Looks like the Lakers are on their way to another great year, old, creaky bones not withstanding. Tied for the best record in the NBA—and having beaten the tar out of the team they’re tied with--they look to make yet another run for the championship.
So, why am I not excited about it? It’s more than just the Kobe scandal, it’s been coming on for years.
Even during the happiness of the Triad years, I couldn’t get all worked up about these Lakers. (Sidenote: One of my friends, an LAPD motorcycle cop, says he hates it when the Lakers win a championship. Too much head-cracking.)
I don’t love these guys and I know why I don’t. They can’t compare to my “first love”—the Lakers of the eighties. Shaquille O’Neal is big and skilled but he isn’t Kareem Abdul-Jabbar. Kobe Bryant is extremely talented and skilled, but he’s definitely no Magic Johnson. (Has Bryant ever had more than five assists?) Until this year, these Lakers were two superstars and some guys.
It’s not enough to be great in your own right. The really great ones make everyone else look great as well. (There’s only one exception to this rule.)
The Showtime-era Lakers were love-inspiring. Magic, Kareem, James Worthy, Byron Scott, Michael Cooper, A.C. Green and Kurt Rambis made you love them. Then there was the coach, Pat Riley, casually pacing the sideline, too cool to rant and rave at his players—he might mess up his hair/wrinkle his 1000 dollar suit and they didn’t require a tongue-lashing anyway. We loved him too.

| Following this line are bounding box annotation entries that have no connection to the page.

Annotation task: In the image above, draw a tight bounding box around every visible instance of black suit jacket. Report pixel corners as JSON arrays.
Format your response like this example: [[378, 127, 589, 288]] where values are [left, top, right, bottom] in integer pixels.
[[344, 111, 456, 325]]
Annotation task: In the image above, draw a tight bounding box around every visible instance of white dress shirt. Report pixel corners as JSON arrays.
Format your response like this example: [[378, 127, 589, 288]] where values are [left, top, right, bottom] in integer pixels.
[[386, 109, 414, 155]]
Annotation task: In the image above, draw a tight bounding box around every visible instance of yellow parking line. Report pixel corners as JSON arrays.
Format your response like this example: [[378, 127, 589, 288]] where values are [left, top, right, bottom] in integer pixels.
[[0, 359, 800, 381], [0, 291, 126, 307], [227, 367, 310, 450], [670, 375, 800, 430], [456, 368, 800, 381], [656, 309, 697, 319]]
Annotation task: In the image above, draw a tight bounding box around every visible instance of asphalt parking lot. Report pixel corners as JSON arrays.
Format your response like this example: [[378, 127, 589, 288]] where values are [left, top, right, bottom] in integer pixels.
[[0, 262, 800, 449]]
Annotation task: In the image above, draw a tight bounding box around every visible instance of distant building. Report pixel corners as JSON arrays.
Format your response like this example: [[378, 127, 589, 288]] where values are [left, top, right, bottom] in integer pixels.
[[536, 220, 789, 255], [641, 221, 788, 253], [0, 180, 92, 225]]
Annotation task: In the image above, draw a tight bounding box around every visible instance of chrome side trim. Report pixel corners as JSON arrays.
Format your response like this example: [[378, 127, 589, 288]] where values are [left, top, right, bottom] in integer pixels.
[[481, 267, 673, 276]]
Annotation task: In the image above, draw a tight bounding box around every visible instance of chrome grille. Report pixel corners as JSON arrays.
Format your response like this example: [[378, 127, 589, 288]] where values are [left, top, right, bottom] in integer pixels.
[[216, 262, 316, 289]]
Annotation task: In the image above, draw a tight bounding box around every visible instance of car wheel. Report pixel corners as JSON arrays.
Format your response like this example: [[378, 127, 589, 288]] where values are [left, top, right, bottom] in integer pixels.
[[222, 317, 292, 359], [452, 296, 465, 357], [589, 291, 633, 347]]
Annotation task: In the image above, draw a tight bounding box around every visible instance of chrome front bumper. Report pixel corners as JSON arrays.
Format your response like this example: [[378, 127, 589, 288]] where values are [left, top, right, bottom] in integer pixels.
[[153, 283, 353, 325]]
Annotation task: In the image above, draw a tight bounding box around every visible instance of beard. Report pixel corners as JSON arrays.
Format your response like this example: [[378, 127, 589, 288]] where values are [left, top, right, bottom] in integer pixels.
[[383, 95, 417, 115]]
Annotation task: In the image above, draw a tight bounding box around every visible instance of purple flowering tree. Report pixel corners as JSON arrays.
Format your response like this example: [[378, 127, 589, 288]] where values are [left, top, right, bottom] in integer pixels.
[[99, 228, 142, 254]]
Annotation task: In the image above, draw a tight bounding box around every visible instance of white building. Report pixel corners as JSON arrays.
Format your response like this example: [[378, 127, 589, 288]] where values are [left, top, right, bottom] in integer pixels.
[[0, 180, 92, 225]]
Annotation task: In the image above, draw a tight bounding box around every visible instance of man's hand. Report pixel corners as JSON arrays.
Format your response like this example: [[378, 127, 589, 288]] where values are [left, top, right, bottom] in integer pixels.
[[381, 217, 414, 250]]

Two superstars, three excellent players and two good players who played their roles well made for the legendary run. And no legend is complete without an antagonist, the anti-Showtime personified by the Boston Celtics, legends in their own right, headed by Beantown’s own inspirer of shock, awe and love: Larry Bird.
Perhaps that’s the problem. There’s no arch-nemesis for these Lakers, no Eastern Conference rivalry that brings out the best both teams; no great theater, no drama.
Or maybe I just miss the joy that Magic seemed to exude every time he stepped on the court. Or the way nobody messed with Kareem and the grace of his Sky Hook. Or the way the Forum would erupt with hoots of “Coop!” whenever sixth man Michael Cooper stepped on the floor.
These Lakers might become champions again, a hard thing to achieve. But inspiring devotion is even tougher.